On Wednesday 1 September, the Sydney Opera House’s Digital Creative Learning team, in collaboration with the Indigenous Literacy Foundation, presented an engaging 25-minute event for primary and early learners.
The event was hosted by dynamic performer and author Gregg Dreise, with a special guest appearance by Australia’s favourite pop singer Jessica Mauboy.
The event featured First Nations stories and language in a fast-paced performance, including a virtual flight to the Tiwi Islands to join local children at the island swimming hole and on a hunt for mussels in the mangroves.
A descendant of the Kamilaroi and Euahlayi Aboriginal Countries, from south-west Queensland and north-west NSW, Dreise is a gifted artist, storyteller and musician who features the didgeridoo and guitar in his performances at schools, libraries and festivals.
He is also an author and illustrator of Silly Birds, Kookoo Kookaburra and Mad Magpie, which focus on the teaching of morals to young people. Along with these books, Dreise’s works proudly address his culture: including friendship; kindness; tempers; bullying; being humble; and social change.
In an interview with The Educator, Dreise highlighted the importance of promoting Stories and Language throughout the 2021 celebrations of Indigenous communities.
“If you talk to anyone about their love of reading, a common answer is that they feel connected to the story,” Dreise told The Educator.
“For far too long Indigenous Australians have had a lack of cultural stories to feel that connection to. It is amazing to now see that people from remote communities are enjoying the exciting process of creating Community Books in their own languages.”

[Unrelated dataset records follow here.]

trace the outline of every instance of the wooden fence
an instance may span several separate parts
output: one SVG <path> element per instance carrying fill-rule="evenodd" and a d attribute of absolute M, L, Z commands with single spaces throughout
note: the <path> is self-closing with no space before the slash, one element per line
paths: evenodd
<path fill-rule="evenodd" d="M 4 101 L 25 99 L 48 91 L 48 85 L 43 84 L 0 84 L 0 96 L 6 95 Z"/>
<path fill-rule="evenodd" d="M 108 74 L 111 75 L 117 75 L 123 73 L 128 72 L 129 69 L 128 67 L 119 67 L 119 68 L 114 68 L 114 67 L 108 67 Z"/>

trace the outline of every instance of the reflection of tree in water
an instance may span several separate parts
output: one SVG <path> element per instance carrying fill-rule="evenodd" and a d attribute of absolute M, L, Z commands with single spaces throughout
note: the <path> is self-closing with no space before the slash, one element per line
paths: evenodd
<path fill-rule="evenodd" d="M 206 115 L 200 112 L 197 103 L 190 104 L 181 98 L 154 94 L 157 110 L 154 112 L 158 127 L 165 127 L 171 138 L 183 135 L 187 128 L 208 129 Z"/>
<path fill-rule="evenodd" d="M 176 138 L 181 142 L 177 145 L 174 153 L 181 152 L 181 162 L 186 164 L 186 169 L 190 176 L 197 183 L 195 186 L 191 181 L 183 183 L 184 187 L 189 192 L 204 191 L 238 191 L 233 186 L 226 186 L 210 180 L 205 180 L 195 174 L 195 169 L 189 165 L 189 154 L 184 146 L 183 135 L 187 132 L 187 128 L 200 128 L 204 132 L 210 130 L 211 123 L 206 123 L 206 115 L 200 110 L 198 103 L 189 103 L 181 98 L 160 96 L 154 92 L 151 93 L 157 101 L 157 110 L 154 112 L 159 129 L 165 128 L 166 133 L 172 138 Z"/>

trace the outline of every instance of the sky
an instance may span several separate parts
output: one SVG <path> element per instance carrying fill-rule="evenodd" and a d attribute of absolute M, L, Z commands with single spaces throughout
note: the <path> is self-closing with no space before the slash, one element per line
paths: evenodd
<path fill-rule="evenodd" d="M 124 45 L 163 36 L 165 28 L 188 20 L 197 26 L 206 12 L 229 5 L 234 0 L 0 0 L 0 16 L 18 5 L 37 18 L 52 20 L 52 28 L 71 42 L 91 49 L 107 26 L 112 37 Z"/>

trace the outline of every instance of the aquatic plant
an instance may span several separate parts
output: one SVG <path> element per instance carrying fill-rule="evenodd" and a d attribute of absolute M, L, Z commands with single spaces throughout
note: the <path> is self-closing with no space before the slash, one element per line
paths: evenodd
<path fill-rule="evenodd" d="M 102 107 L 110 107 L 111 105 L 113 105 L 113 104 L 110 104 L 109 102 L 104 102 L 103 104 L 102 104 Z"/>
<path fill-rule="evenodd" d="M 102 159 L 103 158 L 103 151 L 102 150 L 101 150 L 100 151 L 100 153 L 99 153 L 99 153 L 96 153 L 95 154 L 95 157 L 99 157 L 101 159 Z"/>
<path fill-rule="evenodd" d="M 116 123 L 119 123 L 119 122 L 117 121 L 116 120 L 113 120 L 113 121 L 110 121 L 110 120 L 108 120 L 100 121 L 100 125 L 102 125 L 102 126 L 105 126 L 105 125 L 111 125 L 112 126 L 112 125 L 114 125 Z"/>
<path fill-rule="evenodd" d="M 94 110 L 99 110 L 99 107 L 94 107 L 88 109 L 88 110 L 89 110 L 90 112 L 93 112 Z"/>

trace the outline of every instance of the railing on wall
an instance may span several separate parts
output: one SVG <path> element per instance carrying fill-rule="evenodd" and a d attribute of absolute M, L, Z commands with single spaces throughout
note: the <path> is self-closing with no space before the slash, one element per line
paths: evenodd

Dreise said this comes from the generosity of Australians and fantastic work with the Indigenous Literacy Foundation.
A part of Dreise’s involvement with schools is conducts workshops with teachers on how to embed Indigenous culture into their classrooms.
“My workshops with teachers are all about maintaining the truth to Australian History – whether it is glorious or something to be ashamed of. Once people understand true history we can grieve together, before we believe together and achieve together,” Dreise said.
Dreise said his other major focus is to instil confidence in teachers to include Indigenous Perspectives into everyday lessons without fear of getting something wrong.
“I passionately encourage teachers to learn from mistakes of the past, and cooperatively build all Australian’s knowledge and pride of Indigenous Australia.”